Taxon model is duplicated across MUSIT schemas: Both MUSIT_BOTANIKK_FELLES and MUSIT_ZOOLOGI_ENTOMOLOGI maintain their own copies of LATIN_NAMES, TAXON, TAXON_CATHEGORY, AUTHORSTRINGS, etc. However, the migration strategy uses NorTaxa (Artsdatabanken) as the canonical taxonomy tree, matched via ADB_TAXON_ID. Oracle taxa not found in NorTaxa are inserted as supplementary nodes — so cross-schema merge/dedup is not the primary concern; NorTaxa alignment is.
USD_NAT_TAXAREG is the canonical taxon authority: The shared USD_NAT_TAXAREG schema contains the master taxonomic register (GAMMELTTAXAREG, AUTORPERSON, NORSKNAVN, NHM_LAV_IMPORT) that drives the per-museum schemas. Important for taxonomy reconciliation.
Users and Agents must be migrated before specimens: Specify 7 requires Agent records to exist before CollectionObject records can be linked to collectors/determiners. Migrate ACTOR/PERSON_NAME and BRUKARAR first, establish Specify user accounts, then migrate specimens with correct foreign keys.

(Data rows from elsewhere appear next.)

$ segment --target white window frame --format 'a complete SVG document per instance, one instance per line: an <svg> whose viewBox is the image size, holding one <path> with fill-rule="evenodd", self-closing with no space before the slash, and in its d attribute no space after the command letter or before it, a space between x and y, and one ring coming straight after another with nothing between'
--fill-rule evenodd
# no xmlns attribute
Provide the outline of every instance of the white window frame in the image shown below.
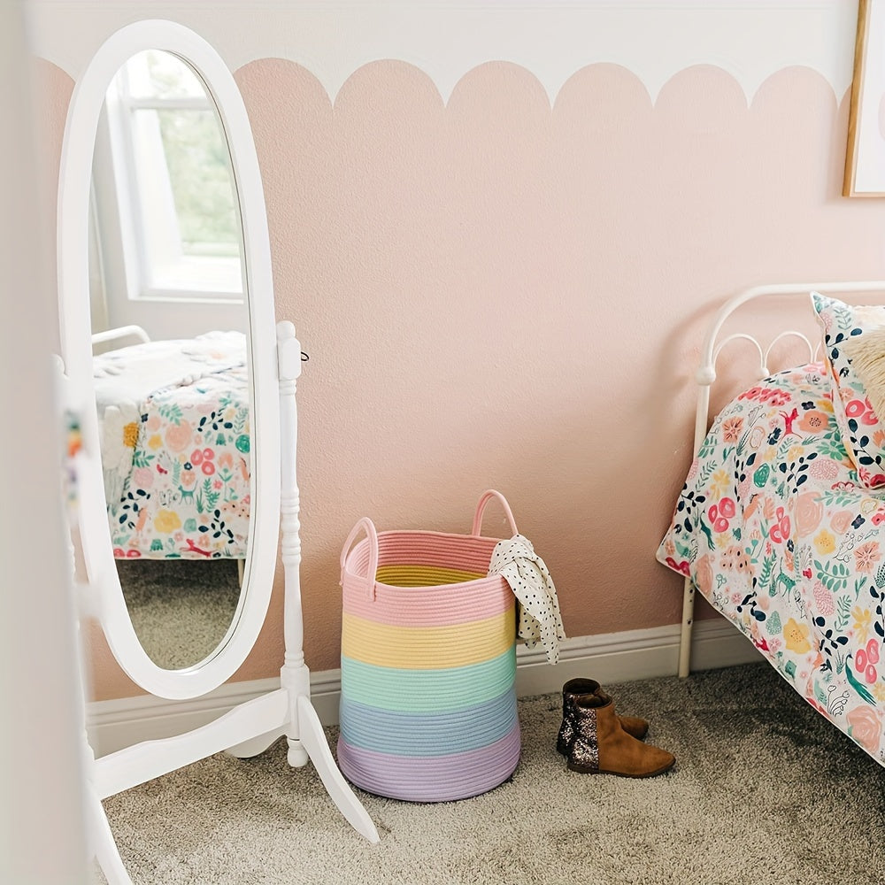
<svg viewBox="0 0 885 885"><path fill-rule="evenodd" d="M187 64L181 59L182 64ZM189 67L191 67L189 65ZM193 68L191 67L193 71ZM194 71L195 76L202 82L199 73ZM191 96L183 98L150 97L140 98L131 95L120 95L114 88L108 91L105 101L104 122L106 124L107 150L105 160L94 168L94 175L97 186L110 185L112 189L112 202L115 204L116 218L104 218L107 213L101 207L107 206L107 201L99 200L99 229L115 231L119 237L119 254L122 257L122 266L105 268L105 273L122 275L127 296L130 302L153 302L172 304L242 304L243 297L243 267L242 255L242 228L239 218L239 198L236 191L236 181L230 167L228 157L228 172L231 176L231 187L234 192L235 212L237 213L237 229L239 234L239 255L235 259L238 266L239 289L221 289L217 287L191 286L182 284L156 285L150 279L150 268L153 262L150 256L147 231L143 222L148 209L144 206L142 191L139 187L136 171L136 152L133 136L134 112L139 110L193 110L210 111L219 119L222 127L218 111L211 97L210 91L204 84L203 97ZM226 137L222 127L222 137ZM162 150L162 143L158 139L158 149ZM96 155L97 156L97 155ZM165 167L165 159L162 164ZM159 169L160 164L155 166ZM178 216L172 197L172 186L168 186L167 196L163 201L166 204L159 211L168 213L167 220L164 222L170 229L177 229ZM154 207L153 211L157 211ZM106 222L106 223L105 223ZM104 234L102 234L104 239ZM106 287L111 291L116 287Z"/></svg>

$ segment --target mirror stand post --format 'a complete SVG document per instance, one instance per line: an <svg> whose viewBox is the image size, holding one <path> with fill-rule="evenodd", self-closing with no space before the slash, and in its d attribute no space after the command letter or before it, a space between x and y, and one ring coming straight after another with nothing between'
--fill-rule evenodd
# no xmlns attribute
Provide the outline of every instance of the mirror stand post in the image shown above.
<svg viewBox="0 0 885 885"><path fill-rule="evenodd" d="M322 723L311 703L311 673L304 664L304 622L301 604L301 530L295 452L298 438L296 381L301 373L301 344L289 321L277 324L277 359L280 377L280 437L281 453L281 557L286 596L283 631L285 661L281 684L289 695L289 723L286 730L288 760L295 767L313 766L332 801L350 825L371 843L380 841L378 830L335 765Z"/></svg>
<svg viewBox="0 0 885 885"><path fill-rule="evenodd" d="M289 743L293 767L311 761L332 801L345 820L370 843L381 841L368 812L341 773L322 723L311 702L310 670L304 663L302 620L300 527L295 450L297 440L296 379L301 371L301 345L290 322L277 326L282 492L281 551L284 569L285 657L281 688L184 735L145 741L97 759L92 757L89 795L90 837L95 856L111 885L131 885L114 843L101 800L191 765L218 752L249 758L266 750L281 735ZM85 727L84 727L85 735ZM87 742L88 743L88 742Z"/></svg>

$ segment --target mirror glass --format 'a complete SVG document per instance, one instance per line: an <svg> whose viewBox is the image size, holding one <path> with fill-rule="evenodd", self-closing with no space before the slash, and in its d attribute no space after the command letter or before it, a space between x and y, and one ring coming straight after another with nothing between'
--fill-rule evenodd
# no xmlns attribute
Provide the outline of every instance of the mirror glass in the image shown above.
<svg viewBox="0 0 885 885"><path fill-rule="evenodd" d="M179 670L238 611L251 505L249 312L221 118L178 56L137 52L105 94L89 299L111 544L138 641Z"/></svg>

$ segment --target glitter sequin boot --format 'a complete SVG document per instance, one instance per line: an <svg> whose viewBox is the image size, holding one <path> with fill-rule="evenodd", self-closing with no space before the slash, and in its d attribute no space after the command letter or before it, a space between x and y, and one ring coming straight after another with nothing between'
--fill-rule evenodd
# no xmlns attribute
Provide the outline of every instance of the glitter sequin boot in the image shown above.
<svg viewBox="0 0 885 885"><path fill-rule="evenodd" d="M570 679L562 687L562 725L556 739L557 751L568 756L568 748L574 739L574 720L577 715L575 698L579 695L596 695L602 689L595 679ZM621 727L633 737L642 740L648 734L649 723L638 716L619 716Z"/></svg>
<svg viewBox="0 0 885 885"><path fill-rule="evenodd" d="M574 740L568 767L581 774L654 777L673 767L666 750L643 743L624 731L612 698L603 692L575 698Z"/></svg>

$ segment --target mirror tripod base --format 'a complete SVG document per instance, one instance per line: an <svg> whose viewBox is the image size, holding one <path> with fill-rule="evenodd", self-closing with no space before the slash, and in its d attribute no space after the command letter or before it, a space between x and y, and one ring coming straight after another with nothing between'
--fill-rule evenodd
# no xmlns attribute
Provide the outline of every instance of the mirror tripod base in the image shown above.
<svg viewBox="0 0 885 885"><path fill-rule="evenodd" d="M257 729L261 734L250 736ZM289 689L279 689L246 701L186 735L146 741L95 760L88 790L91 847L109 885L132 885L132 880L120 858L102 799L218 752L243 758L258 755L282 735L289 743L289 764L300 767L312 762L348 823L370 843L379 843L374 823L335 765L310 697L298 695L293 698Z"/></svg>

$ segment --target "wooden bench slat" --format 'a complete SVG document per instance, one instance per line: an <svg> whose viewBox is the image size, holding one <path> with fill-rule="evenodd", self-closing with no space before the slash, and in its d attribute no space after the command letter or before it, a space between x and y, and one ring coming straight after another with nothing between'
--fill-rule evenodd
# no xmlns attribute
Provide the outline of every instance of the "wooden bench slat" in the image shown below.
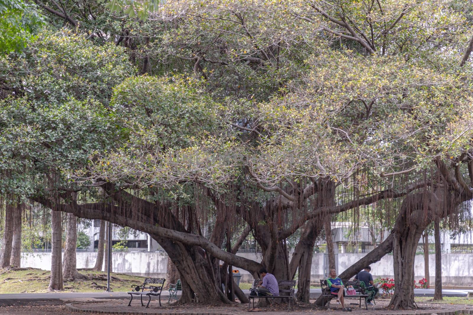
<svg viewBox="0 0 473 315"><path fill-rule="evenodd" d="M161 293L164 286L164 282L166 280L163 278L146 278L141 285L133 285L131 287L133 288L133 291L129 291L127 293L130 294L130 302L128 306L131 306L131 301L133 300L133 295L139 295L141 298L141 306L144 306L143 304L143 296L146 296L149 298L148 304L146 307L149 307L149 302L151 302L151 297L159 297L159 306L161 305ZM148 285L147 286L147 284ZM161 285L149 285L150 284L160 284ZM141 290L139 291L138 290ZM149 291L145 291L145 290L149 290Z"/></svg>

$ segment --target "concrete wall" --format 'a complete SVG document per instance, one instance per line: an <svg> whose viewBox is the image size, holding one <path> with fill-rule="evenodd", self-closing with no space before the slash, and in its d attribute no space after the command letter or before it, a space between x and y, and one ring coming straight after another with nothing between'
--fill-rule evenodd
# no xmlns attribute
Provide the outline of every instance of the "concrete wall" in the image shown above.
<svg viewBox="0 0 473 315"><path fill-rule="evenodd" d="M92 268L95 264L96 252L77 253L77 267ZM364 254L341 254L337 255L337 273L340 274L351 264L362 257ZM261 261L261 253L239 253L238 255ZM143 276L166 277L167 255L162 252L116 252L113 254L113 271ZM318 283L319 279L325 277L324 254L314 254L312 259L311 280ZM290 255L289 255L289 259ZM430 281L433 283L435 274L435 256L429 257ZM444 254L442 255L442 281L445 285L473 286L473 254ZM51 269L50 253L23 253L22 267L32 267L41 269ZM394 277L393 255L388 255L371 265L374 277ZM235 268L238 269L238 268ZM242 282L250 282L253 277L250 273L240 270ZM414 275L418 281L424 277L424 256L417 255L414 262Z"/></svg>

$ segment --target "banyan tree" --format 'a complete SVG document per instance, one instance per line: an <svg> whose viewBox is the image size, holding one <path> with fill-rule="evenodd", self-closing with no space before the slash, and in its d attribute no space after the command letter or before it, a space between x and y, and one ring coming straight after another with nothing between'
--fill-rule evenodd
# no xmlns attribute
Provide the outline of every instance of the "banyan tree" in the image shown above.
<svg viewBox="0 0 473 315"><path fill-rule="evenodd" d="M473 197L467 15L286 2L170 1L118 31L71 17L79 34L2 57L0 193L149 233L182 303L229 303L231 287L244 302L228 267L263 265L298 272L309 302L316 239L369 208L392 232L342 277L393 251L391 305L415 307L421 233L455 228ZM261 261L236 255L249 234Z"/></svg>

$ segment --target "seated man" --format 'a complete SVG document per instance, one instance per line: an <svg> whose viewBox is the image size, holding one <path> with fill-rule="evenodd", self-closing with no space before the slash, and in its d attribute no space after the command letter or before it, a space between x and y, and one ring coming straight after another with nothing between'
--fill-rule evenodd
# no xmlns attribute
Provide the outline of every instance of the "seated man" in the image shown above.
<svg viewBox="0 0 473 315"><path fill-rule="evenodd" d="M345 286L342 282L342 279L337 277L337 272L335 269L330 269L330 278L327 279L327 285L330 288L330 293L337 296L337 302L342 303L342 310L343 312L351 312L351 309L345 307Z"/></svg>
<svg viewBox="0 0 473 315"><path fill-rule="evenodd" d="M260 269L260 274L263 278L263 281L260 281L260 284L256 286L258 288L258 295L279 297L279 286L276 277L268 273L265 268Z"/></svg>
<svg viewBox="0 0 473 315"><path fill-rule="evenodd" d="M369 304L370 305L373 305L373 304L371 303L374 298L375 296L378 293L378 288L374 286L374 282L373 281L373 276L371 274L369 273L369 272L371 271L371 267L369 266L367 266L365 267L365 269L361 271L358 272L358 274L355 276L355 279L358 279L360 281L362 281L365 282L365 286L366 287L368 291L371 291L371 295L368 298L368 299L366 300L366 303L367 304Z"/></svg>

BRUKARAR.FEIDE enables identity bridging: The FEIDE field in USD_METADATA.BRUKARAR is the Norwegian national SSO identity (Feide/UNINETT). If your Specify instance will use institutional SSO, this is the key to match accounts. Even without SSO, the email (FEIDE_EPOST) is useful for matching humans to their existing institutional accounts.